Poetry

Marek Gajowniczek


older other poems newer

1 august 2016

Warszawie 1944

Że stanie do walki Warszawa
wiedzieli najeźdźcy wrześniowi.
Świat drwiące pytania zadawał.
Czy umrzeć jesteście gotowi?
 
Kto młody - opaskę zakładał
i czekał godziny. Był gotów!
Bo taka to była Warszawa.
Starówka. Śródmieście.
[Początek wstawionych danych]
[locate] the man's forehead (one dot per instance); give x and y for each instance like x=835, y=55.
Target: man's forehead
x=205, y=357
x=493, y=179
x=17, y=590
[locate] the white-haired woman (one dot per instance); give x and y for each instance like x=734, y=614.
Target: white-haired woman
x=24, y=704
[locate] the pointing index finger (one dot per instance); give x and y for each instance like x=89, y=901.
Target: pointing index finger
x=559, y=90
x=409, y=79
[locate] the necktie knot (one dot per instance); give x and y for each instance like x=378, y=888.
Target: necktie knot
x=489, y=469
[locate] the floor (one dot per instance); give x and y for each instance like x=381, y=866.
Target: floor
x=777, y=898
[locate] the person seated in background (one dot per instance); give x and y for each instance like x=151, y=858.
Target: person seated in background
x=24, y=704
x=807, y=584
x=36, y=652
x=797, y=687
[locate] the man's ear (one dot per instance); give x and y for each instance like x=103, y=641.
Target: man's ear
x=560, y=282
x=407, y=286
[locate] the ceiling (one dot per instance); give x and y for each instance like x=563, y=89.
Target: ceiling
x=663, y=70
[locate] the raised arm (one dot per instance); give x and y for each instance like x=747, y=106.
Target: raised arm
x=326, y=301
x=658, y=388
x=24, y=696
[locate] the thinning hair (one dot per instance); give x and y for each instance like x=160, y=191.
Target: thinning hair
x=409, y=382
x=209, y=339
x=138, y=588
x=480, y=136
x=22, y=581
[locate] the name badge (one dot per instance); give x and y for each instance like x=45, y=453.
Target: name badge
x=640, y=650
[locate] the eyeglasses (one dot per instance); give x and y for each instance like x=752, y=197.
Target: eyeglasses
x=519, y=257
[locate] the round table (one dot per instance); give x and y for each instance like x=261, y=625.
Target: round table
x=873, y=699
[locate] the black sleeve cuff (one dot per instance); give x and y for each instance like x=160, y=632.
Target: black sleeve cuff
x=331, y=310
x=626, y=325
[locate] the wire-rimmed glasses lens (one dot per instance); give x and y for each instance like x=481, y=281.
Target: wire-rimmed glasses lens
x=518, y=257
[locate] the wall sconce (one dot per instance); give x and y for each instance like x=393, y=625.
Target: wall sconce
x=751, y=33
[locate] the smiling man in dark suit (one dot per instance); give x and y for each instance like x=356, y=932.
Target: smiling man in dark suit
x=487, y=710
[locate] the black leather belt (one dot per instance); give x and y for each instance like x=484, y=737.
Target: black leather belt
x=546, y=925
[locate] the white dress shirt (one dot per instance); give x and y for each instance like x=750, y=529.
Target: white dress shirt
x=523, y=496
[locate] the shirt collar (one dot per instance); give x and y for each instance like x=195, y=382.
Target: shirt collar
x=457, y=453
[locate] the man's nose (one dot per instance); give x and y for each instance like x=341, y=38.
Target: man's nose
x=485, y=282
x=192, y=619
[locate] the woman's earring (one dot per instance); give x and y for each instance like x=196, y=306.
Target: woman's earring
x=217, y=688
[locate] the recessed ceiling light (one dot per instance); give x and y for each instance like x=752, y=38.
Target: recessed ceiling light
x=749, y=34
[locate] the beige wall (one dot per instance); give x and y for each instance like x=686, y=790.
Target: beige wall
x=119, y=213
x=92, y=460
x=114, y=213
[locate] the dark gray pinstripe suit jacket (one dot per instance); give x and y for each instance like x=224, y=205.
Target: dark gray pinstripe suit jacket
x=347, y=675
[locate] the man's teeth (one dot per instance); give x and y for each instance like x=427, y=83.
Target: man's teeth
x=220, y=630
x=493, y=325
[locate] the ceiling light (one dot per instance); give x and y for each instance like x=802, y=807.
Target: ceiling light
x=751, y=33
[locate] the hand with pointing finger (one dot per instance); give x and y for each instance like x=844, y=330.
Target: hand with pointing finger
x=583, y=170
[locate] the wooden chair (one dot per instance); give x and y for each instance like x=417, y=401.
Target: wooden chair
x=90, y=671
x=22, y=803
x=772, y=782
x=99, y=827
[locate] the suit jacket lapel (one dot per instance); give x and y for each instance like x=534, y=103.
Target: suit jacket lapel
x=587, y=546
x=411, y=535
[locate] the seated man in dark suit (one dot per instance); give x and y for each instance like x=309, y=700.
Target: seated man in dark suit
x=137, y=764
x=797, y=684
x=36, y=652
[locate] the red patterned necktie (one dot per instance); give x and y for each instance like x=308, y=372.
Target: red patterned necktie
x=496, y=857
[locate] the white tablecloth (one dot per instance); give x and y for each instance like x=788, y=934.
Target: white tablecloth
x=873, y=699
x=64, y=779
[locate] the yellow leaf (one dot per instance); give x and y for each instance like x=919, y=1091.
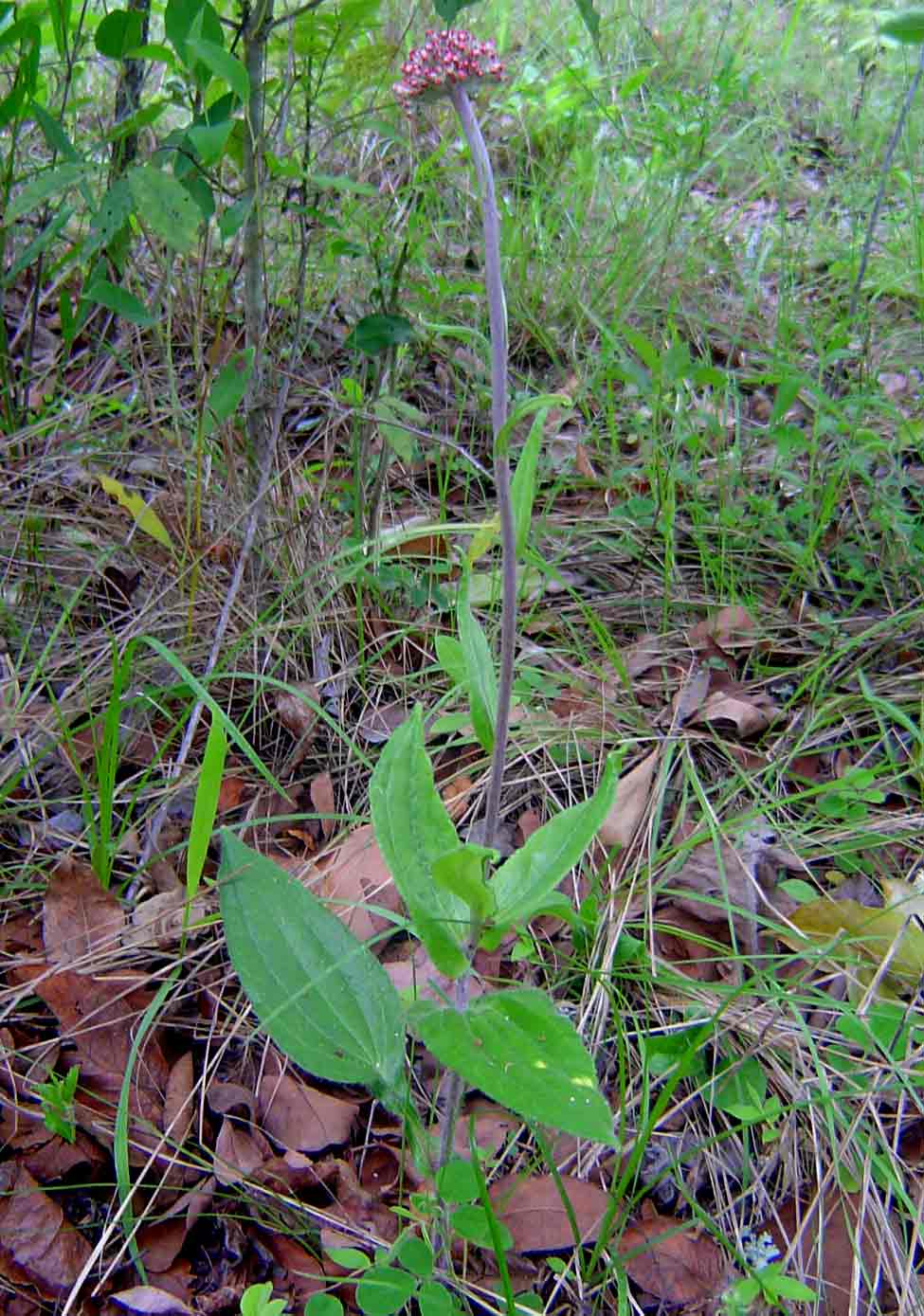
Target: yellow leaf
x=870, y=933
x=484, y=537
x=145, y=517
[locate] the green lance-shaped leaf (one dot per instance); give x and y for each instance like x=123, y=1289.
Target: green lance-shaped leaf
x=480, y=676
x=462, y=873
x=906, y=27
x=525, y=880
x=523, y=486
x=166, y=206
x=118, y=33
x=317, y=990
x=413, y=831
x=54, y=182
x=222, y=64
x=120, y=300
x=227, y=388
x=516, y=1046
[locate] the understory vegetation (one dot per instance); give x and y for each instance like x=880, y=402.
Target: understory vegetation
x=250, y=607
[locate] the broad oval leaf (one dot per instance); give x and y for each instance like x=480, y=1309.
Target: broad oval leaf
x=516, y=1048
x=525, y=880
x=374, y=334
x=317, y=990
x=118, y=33
x=413, y=831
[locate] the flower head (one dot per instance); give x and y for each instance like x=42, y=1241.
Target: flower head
x=450, y=58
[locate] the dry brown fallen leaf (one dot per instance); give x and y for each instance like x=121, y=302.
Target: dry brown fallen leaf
x=674, y=1262
x=148, y=1301
x=731, y=628
x=99, y=1014
x=749, y=712
x=38, y=1245
x=632, y=797
x=239, y=1152
x=734, y=885
x=81, y=921
x=353, y=878
x=532, y=1210
x=301, y=1117
x=322, y=801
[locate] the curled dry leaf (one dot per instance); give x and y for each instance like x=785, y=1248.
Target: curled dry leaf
x=689, y=699
x=632, y=797
x=239, y=1152
x=534, y=1211
x=178, y=1107
x=295, y=711
x=38, y=1245
x=381, y=1169
x=304, y=1274
x=159, y=920
x=324, y=802
x=749, y=712
x=673, y=1262
x=301, y=1117
x=689, y=944
x=732, y=883
x=81, y=921
x=159, y=1244
x=731, y=628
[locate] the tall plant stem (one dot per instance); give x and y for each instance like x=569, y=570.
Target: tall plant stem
x=501, y=465
x=501, y=477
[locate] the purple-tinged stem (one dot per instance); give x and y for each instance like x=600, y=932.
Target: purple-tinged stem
x=501, y=466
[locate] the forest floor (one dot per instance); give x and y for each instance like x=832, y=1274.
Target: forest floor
x=723, y=584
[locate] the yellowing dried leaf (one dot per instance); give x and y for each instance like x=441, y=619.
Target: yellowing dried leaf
x=534, y=1214
x=632, y=795
x=872, y=933
x=145, y=516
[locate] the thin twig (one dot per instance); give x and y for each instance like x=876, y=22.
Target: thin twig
x=883, y=178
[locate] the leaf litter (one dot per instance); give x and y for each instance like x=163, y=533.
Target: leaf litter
x=737, y=716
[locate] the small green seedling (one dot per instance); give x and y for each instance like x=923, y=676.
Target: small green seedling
x=57, y=1096
x=257, y=1301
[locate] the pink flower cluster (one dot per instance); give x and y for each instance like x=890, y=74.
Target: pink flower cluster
x=446, y=58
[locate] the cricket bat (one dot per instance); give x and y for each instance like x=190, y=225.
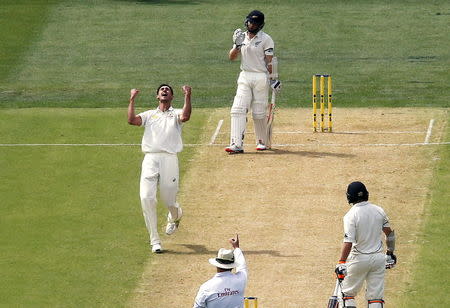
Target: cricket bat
x=271, y=113
x=333, y=302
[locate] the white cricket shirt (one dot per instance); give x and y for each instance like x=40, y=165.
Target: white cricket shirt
x=162, y=131
x=253, y=52
x=225, y=289
x=363, y=226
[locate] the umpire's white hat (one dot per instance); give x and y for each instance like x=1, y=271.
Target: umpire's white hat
x=225, y=259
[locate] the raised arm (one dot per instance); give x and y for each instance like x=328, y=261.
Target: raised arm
x=187, y=108
x=234, y=53
x=132, y=118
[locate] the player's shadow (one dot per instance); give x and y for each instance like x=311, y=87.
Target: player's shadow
x=313, y=154
x=202, y=250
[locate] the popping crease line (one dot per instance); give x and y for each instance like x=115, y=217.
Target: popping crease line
x=208, y=144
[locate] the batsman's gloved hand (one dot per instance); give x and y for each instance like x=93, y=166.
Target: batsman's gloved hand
x=341, y=270
x=275, y=84
x=238, y=38
x=391, y=260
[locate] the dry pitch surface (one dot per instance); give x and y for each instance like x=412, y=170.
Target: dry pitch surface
x=287, y=204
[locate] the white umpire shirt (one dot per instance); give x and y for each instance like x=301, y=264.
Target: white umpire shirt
x=162, y=131
x=225, y=289
x=253, y=52
x=363, y=225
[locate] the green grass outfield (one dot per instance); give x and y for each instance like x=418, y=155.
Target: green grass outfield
x=71, y=227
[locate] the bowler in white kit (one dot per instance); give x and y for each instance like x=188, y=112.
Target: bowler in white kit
x=160, y=144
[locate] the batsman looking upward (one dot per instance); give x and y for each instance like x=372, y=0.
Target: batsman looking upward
x=257, y=50
x=362, y=257
x=161, y=143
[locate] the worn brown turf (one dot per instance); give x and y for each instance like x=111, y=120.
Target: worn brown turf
x=287, y=204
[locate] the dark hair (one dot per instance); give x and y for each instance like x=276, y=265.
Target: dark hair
x=164, y=85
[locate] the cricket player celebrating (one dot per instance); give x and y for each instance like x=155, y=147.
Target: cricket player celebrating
x=257, y=50
x=362, y=257
x=161, y=143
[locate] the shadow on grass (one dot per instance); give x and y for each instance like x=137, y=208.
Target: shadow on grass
x=316, y=154
x=168, y=2
x=202, y=250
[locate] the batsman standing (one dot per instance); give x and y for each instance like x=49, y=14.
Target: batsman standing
x=160, y=143
x=362, y=258
x=257, y=50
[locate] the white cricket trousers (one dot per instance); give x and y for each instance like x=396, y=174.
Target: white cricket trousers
x=159, y=168
x=252, y=94
x=369, y=268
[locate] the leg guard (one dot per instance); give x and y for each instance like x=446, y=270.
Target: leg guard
x=238, y=125
x=375, y=303
x=259, y=112
x=260, y=130
x=349, y=301
x=241, y=105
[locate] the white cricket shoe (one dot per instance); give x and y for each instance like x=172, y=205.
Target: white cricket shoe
x=234, y=149
x=156, y=248
x=260, y=147
x=172, y=225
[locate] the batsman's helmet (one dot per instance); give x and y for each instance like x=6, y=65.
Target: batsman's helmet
x=255, y=17
x=357, y=192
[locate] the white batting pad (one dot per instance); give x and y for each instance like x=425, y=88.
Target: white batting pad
x=238, y=125
x=260, y=130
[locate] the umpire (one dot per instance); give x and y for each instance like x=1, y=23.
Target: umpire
x=362, y=257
Mokotów.
 
Spadochron komandos układał,
bo miał go rozwinąć nad miastem,
lecz wcześniej oddano w układach
ten lot spod swastyki pod gwiazdę.
 
A młodzi ruszyli jak Burza
i okrzyk się wyrwał: - Nareszcie! 
I wolność poczuły w podwórzach
Starówka, Mokotów, Śródmieście.
 
Los młodość ich we krwi obmywał
dla Boga, Ojczyzny i sławy.
Odchodzą, lecz pamięć jest żywa -
walczącej, powstańczej Warszawy.






Report this item

 


Terms of use | Privacy policy

Copyright © 2010 truml.com, by using this service you accept terms of use.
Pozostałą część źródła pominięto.